Compute the SDbw index for a given clustering.

Parameters:
  • X (np.ndarray, shape: (N, d*w_t) or (N, w_t, d)) – Dataset

  • clusters (List[List[int]]) – List of datapoint indices for each cluster.

  • dist_kwargs (dict, optional) – kwargs for the distance function, defaults to {}

Returns:

The SDbw index

Return type:

float

pycvi.cvi_func.dunn(X: numpy.ndarray, clusters: List[List[int]], dist_kwargs={}) float

Compute the Dunn index for a given clustering.

Parameters:
  • X (np.ndarray, shape: (N, d*w_t) or (N, w_t, d)) – Dataset

  • clusters (List[List[int]]) – List of datapoint indices for each cluster.

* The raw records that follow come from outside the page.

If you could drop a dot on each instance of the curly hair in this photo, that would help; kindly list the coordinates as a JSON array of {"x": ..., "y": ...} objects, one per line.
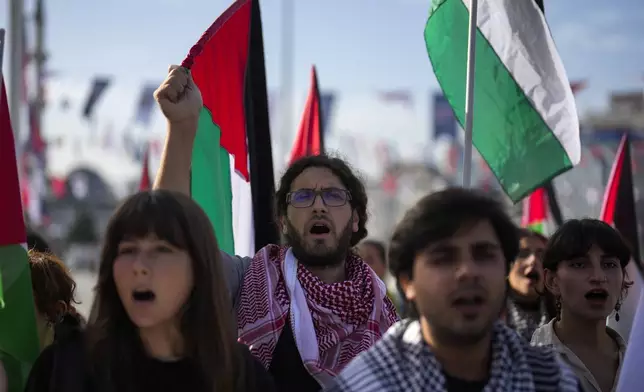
[
  {"x": 52, "y": 282},
  {"x": 346, "y": 175}
]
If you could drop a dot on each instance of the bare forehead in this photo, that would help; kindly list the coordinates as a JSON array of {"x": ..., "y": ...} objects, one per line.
[
  {"x": 316, "y": 178},
  {"x": 473, "y": 235}
]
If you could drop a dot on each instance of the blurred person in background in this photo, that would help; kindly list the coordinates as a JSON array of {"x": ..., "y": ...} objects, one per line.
[
  {"x": 161, "y": 319},
  {"x": 584, "y": 264},
  {"x": 526, "y": 307},
  {"x": 451, "y": 254},
  {"x": 54, "y": 290},
  {"x": 53, "y": 287},
  {"x": 36, "y": 242},
  {"x": 373, "y": 253}
]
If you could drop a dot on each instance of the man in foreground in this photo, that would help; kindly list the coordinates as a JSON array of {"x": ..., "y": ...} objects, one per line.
[
  {"x": 450, "y": 255},
  {"x": 308, "y": 308}
]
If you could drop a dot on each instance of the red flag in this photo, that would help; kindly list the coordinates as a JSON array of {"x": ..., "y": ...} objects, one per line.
[
  {"x": 618, "y": 208},
  {"x": 309, "y": 137},
  {"x": 145, "y": 183},
  {"x": 535, "y": 211}
]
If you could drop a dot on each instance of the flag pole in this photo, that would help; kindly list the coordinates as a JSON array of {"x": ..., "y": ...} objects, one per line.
[
  {"x": 469, "y": 96},
  {"x": 2, "y": 35}
]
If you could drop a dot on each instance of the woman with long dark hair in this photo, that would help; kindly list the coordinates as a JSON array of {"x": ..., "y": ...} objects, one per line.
[
  {"x": 526, "y": 308},
  {"x": 584, "y": 263},
  {"x": 162, "y": 317}
]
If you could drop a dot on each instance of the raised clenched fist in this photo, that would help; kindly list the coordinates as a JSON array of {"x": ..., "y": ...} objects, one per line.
[{"x": 179, "y": 97}]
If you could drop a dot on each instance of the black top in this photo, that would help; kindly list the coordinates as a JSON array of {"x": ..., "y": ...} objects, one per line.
[
  {"x": 61, "y": 367},
  {"x": 287, "y": 368}
]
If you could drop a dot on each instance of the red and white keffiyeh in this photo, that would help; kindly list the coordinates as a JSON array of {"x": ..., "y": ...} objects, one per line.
[{"x": 346, "y": 318}]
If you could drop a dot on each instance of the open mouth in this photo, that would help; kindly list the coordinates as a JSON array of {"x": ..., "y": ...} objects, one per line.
[
  {"x": 143, "y": 295},
  {"x": 597, "y": 295},
  {"x": 320, "y": 229},
  {"x": 533, "y": 276},
  {"x": 469, "y": 301}
]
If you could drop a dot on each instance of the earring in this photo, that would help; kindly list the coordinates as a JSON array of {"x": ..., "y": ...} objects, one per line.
[{"x": 618, "y": 306}]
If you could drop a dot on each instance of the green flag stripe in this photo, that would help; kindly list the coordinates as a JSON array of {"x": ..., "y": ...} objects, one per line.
[
  {"x": 508, "y": 132},
  {"x": 210, "y": 180},
  {"x": 19, "y": 344}
]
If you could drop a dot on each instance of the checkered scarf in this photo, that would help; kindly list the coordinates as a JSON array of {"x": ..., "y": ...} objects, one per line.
[
  {"x": 523, "y": 322},
  {"x": 402, "y": 362},
  {"x": 347, "y": 317}
]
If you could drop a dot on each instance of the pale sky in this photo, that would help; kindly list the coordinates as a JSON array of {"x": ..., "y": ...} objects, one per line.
[{"x": 360, "y": 47}]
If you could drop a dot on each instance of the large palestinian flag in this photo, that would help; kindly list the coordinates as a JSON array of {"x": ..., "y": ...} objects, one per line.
[
  {"x": 525, "y": 120},
  {"x": 19, "y": 346},
  {"x": 232, "y": 164}
]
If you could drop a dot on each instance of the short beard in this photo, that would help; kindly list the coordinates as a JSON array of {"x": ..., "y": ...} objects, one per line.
[
  {"x": 449, "y": 336},
  {"x": 320, "y": 256}
]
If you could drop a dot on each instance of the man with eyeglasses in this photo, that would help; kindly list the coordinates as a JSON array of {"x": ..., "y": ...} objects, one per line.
[
  {"x": 526, "y": 307},
  {"x": 308, "y": 308}
]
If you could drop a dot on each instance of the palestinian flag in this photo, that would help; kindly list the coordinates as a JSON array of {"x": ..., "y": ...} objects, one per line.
[
  {"x": 618, "y": 208},
  {"x": 525, "y": 120},
  {"x": 232, "y": 164},
  {"x": 19, "y": 344},
  {"x": 309, "y": 139},
  {"x": 535, "y": 211}
]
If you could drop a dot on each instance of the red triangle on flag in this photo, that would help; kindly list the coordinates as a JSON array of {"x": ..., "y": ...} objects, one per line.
[
  {"x": 12, "y": 229},
  {"x": 618, "y": 208},
  {"x": 309, "y": 136}
]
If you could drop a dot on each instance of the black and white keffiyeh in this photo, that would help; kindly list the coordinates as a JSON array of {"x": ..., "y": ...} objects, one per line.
[{"x": 402, "y": 362}]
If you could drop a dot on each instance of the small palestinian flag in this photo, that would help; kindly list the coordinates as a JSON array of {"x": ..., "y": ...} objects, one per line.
[{"x": 19, "y": 345}]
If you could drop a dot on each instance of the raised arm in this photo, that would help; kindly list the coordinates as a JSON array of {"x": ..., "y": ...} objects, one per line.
[{"x": 180, "y": 101}]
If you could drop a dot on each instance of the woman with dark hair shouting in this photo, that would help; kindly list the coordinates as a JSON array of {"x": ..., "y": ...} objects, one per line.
[
  {"x": 584, "y": 264},
  {"x": 162, "y": 319}
]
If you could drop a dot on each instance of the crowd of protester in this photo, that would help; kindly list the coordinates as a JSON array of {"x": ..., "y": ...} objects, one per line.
[{"x": 485, "y": 305}]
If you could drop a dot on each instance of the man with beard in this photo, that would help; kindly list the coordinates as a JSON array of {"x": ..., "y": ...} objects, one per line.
[
  {"x": 450, "y": 255},
  {"x": 308, "y": 308}
]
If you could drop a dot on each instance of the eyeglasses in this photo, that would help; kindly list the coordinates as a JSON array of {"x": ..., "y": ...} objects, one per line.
[{"x": 331, "y": 197}]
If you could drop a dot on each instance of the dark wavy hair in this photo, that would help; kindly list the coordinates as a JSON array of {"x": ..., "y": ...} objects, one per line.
[
  {"x": 575, "y": 238},
  {"x": 346, "y": 175},
  {"x": 207, "y": 326},
  {"x": 52, "y": 283}
]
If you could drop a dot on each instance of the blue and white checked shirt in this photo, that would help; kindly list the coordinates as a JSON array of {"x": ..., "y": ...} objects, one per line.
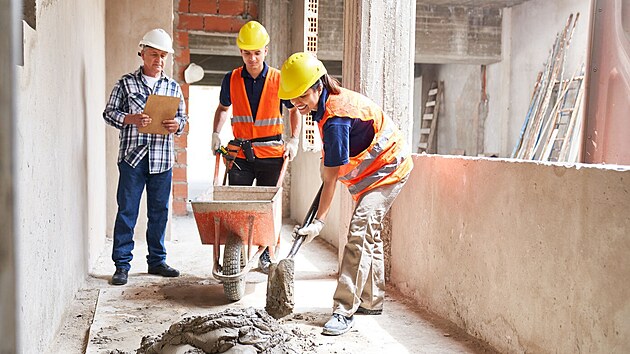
[{"x": 129, "y": 96}]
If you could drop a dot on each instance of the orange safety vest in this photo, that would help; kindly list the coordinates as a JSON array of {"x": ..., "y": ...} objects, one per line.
[
  {"x": 268, "y": 118},
  {"x": 385, "y": 161}
]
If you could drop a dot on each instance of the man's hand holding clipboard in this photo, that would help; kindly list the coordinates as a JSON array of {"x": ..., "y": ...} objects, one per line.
[{"x": 161, "y": 111}]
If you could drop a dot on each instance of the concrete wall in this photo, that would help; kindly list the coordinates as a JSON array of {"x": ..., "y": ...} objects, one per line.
[
  {"x": 8, "y": 289},
  {"x": 127, "y": 21},
  {"x": 458, "y": 117},
  {"x": 60, "y": 171},
  {"x": 457, "y": 34},
  {"x": 529, "y": 257},
  {"x": 330, "y": 30},
  {"x": 529, "y": 31}
]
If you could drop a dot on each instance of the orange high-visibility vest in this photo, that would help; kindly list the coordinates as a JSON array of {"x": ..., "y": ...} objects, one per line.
[
  {"x": 268, "y": 118},
  {"x": 385, "y": 161}
]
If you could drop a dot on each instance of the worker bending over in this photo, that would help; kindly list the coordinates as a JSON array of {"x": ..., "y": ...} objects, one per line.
[
  {"x": 257, "y": 124},
  {"x": 364, "y": 150}
]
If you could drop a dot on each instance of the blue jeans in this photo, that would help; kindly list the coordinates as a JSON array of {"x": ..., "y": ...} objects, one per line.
[{"x": 131, "y": 183}]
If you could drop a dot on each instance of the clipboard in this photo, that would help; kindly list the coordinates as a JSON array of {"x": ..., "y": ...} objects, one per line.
[{"x": 159, "y": 108}]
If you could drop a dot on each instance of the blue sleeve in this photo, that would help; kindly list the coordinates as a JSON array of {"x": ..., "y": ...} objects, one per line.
[
  {"x": 286, "y": 103},
  {"x": 224, "y": 96},
  {"x": 336, "y": 141}
]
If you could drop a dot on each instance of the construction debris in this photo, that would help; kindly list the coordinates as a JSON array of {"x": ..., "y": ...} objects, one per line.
[
  {"x": 552, "y": 127},
  {"x": 280, "y": 297},
  {"x": 231, "y": 331}
]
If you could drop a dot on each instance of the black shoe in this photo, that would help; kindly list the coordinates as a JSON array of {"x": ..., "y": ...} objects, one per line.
[
  {"x": 264, "y": 261},
  {"x": 120, "y": 277},
  {"x": 164, "y": 270},
  {"x": 365, "y": 311}
]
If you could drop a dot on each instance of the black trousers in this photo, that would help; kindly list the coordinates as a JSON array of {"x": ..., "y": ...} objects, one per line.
[{"x": 264, "y": 171}]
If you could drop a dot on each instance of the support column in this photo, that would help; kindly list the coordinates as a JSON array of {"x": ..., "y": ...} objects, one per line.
[
  {"x": 8, "y": 302},
  {"x": 276, "y": 17},
  {"x": 378, "y": 62}
]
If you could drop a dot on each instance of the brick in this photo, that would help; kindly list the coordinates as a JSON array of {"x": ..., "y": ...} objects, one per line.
[
  {"x": 203, "y": 6},
  {"x": 180, "y": 190},
  {"x": 223, "y": 24},
  {"x": 190, "y": 22},
  {"x": 181, "y": 156},
  {"x": 179, "y": 173},
  {"x": 179, "y": 208},
  {"x": 252, "y": 10},
  {"x": 182, "y": 6},
  {"x": 181, "y": 39},
  {"x": 231, "y": 8}
]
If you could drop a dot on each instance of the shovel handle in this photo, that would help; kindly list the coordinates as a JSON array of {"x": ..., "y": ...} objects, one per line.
[
  {"x": 283, "y": 171},
  {"x": 310, "y": 215}
]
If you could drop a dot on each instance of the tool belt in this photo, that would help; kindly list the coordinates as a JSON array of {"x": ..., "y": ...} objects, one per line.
[{"x": 235, "y": 145}]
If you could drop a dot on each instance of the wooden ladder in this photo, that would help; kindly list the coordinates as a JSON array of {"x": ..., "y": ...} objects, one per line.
[
  {"x": 561, "y": 127},
  {"x": 428, "y": 122}
]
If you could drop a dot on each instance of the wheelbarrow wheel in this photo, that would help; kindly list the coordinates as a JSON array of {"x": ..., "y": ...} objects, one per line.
[{"x": 233, "y": 256}]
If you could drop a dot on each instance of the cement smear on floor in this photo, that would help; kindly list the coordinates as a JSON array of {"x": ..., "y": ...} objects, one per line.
[{"x": 149, "y": 305}]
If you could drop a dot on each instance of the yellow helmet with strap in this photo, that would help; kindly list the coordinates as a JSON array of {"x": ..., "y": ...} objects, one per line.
[
  {"x": 298, "y": 74},
  {"x": 252, "y": 36}
]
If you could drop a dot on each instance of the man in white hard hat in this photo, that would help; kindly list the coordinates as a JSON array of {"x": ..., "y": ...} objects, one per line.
[
  {"x": 252, "y": 92},
  {"x": 144, "y": 160}
]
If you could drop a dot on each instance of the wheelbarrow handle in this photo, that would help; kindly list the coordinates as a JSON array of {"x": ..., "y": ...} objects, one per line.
[{"x": 310, "y": 215}]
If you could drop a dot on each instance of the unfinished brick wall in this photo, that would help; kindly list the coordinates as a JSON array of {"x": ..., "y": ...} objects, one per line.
[{"x": 216, "y": 16}]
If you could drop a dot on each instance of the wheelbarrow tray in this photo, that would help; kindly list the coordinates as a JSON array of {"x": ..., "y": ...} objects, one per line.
[{"x": 252, "y": 213}]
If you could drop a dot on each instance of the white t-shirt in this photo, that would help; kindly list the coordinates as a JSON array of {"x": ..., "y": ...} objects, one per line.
[{"x": 151, "y": 80}]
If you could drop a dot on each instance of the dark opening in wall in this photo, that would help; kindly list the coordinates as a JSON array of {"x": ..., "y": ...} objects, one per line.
[
  {"x": 29, "y": 15},
  {"x": 28, "y": 12}
]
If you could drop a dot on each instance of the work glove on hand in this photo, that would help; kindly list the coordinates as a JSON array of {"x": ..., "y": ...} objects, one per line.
[
  {"x": 290, "y": 148},
  {"x": 311, "y": 231},
  {"x": 216, "y": 141}
]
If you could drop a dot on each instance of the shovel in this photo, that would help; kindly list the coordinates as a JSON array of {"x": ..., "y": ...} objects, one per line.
[{"x": 280, "y": 298}]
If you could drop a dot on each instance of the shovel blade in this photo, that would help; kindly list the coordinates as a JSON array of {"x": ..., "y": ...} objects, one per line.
[{"x": 280, "y": 298}]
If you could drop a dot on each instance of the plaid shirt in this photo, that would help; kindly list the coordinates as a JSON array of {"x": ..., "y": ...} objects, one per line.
[{"x": 129, "y": 96}]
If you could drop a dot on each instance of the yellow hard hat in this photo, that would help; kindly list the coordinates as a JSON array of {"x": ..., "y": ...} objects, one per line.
[
  {"x": 252, "y": 36},
  {"x": 298, "y": 73}
]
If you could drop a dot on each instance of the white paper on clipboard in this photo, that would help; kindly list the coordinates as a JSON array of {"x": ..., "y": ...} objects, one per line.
[{"x": 159, "y": 108}]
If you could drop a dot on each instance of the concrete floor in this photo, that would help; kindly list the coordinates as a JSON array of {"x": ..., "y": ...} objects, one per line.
[{"x": 104, "y": 318}]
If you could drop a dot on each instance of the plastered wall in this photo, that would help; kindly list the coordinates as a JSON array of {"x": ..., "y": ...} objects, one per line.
[
  {"x": 529, "y": 257},
  {"x": 59, "y": 161},
  {"x": 529, "y": 33}
]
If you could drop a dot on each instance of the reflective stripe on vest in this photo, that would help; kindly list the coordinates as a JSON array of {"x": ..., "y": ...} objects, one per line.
[
  {"x": 269, "y": 120},
  {"x": 385, "y": 161}
]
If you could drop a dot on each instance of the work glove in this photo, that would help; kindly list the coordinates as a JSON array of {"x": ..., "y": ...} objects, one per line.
[
  {"x": 311, "y": 231},
  {"x": 290, "y": 148},
  {"x": 216, "y": 141}
]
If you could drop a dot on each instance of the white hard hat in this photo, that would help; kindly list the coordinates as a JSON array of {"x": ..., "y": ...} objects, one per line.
[
  {"x": 158, "y": 39},
  {"x": 193, "y": 73}
]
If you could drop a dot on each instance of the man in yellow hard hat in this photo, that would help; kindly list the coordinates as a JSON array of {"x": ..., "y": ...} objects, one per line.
[
  {"x": 144, "y": 160},
  {"x": 365, "y": 150},
  {"x": 257, "y": 124}
]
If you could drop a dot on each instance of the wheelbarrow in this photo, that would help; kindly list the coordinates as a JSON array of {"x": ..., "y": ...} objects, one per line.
[{"x": 241, "y": 218}]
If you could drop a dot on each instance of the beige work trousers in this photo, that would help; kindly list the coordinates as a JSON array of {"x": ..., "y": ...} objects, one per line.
[{"x": 362, "y": 273}]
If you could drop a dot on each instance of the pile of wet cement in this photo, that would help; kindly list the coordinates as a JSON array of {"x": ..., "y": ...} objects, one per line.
[
  {"x": 232, "y": 331},
  {"x": 280, "y": 297}
]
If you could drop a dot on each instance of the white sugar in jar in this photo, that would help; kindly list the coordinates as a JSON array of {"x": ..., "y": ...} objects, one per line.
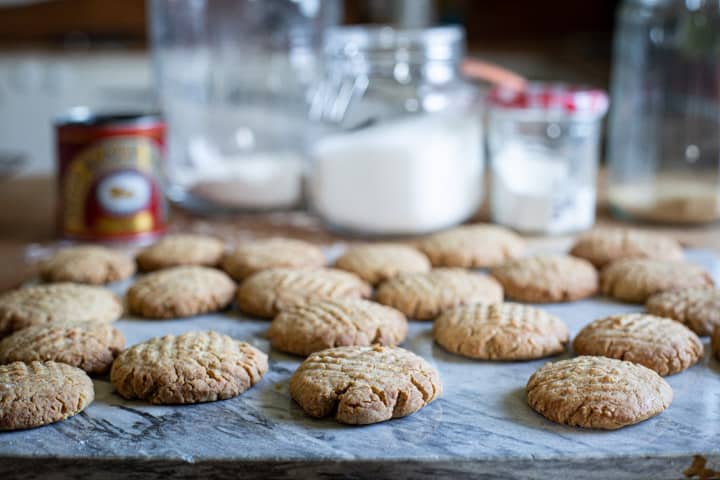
[{"x": 401, "y": 150}]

  • dist_kwargs (dict, optional) – kwargs for the distance function, defaults to {}

Returns:

The Dunn index

Return type:

float

pycvi.cvi_func.xie_beni(X: numpy.ndarray, clusters: List[List[int]], dist_kwargs={}) float

Compute the Xie-Beni index for a given clustering.

Parameters:
  • X (np.ndarray, shape: (N, d*w_t) or (N, w_t, d)) – Dataset

  • clusters (List[List[int]]) – List of datapoint indices for each cluster.

  • dist_kwargs (dict, optional) – kwargs for the distance function, defaults to {}

Returns:

The Xie-Beni index

Return type:

float

pycvi.cvi_func.xie_beni_star(X: numpy.ndarray, clusters: List[List[int]], dist_kwargs={}) float

Compute the Xie-Beni* (XB*) index for a given clustering.

Parameters:
  • X (np.ndarray, shape: (N, d*w_t) or (N, w_t, d)) – Dataset

  • clusters (List[List[int]]) – List of datapoint indices for each cluster.

  • dist_kwargs (dict, optional) – kwargs for the distance function, defaults to {}

Returns:

The Xie-Beni* (XB*) index

Return type:

float

pycvi.cvi_func.davies_bouldin(X: numpy.ndarray, clusters: List[List[int]], p: int = 2, dist_kwargs={}) float

Compute the Davies-Bouldin (DB) index for a given clustering.

Parameters:
  • X (np.ndarray, shape: (N, d*w_t) or (N, w_t, d)) – Dataset

  • clusters (List[List[int]]) – List of datapoint indices for each cluster.

  • dist_kwargs (dict, optional) – kwargs for the distance function, defaults to {}

Returns:

The Davies-Bouldin (DB) index

Return type:

float